+- CodeIgniter Forums (https://forum.codeigniter.com)
+-- Forum: Archived Discussions (https://forum.codeigniter.com/forumdisplay.php?fid=20)
+--- Forum: Archived Development & Programming (https://forum.codeigniter.com/forumdisplay.php?fid=23)
+--- Thread: encrypt with PHP, decrypt with JavaScript? (/showthread.php?tid=18821)
encrypt with PHP, decrypt with JavaScript? - El Forum - 05-19-2009
[eluser]taewoo[/eluser]
Does anyone know of a package or combination of different things that can be used to achieve this?
There's bin2hex method but that's not really encrypting. And there's there are these two JS libraries (here and here, but there's no PHP equivalent of the code.

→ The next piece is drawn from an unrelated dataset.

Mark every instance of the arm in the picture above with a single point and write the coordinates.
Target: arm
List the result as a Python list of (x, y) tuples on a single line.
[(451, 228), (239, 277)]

encrypt with PHP, decrypt with JavaScript? - El Forum - 05-19-2009
[eluser]slowgary[/eluser]
I don't know what the goal is, but if you're decrypting it on the client side you might as well not encrypt at all as you'll be giving the clients the method of which to decrypt. That's like hanging a key on a vending machine for people to get their items out - why put them in a vending machine to begin with? You could just put them in a basket.
encrypt with PHP, decrypt with JavaScript? - El Forum - 05-19-2009
[eluser]taewoo[/eluser]
well... it's actually an API that will be consumed by other developers.
the encryption is because there's some sensitive financial data that cannot be plaintext that the developer can just copy/paste.
encrypt with PHP, decrypt with JavaScript? - El Forum - 05-19-2009
[eluser]slowgary[/eluser]
But won't you be allowing them to decrypt it anyways? I thought that was the point of the JS decryption.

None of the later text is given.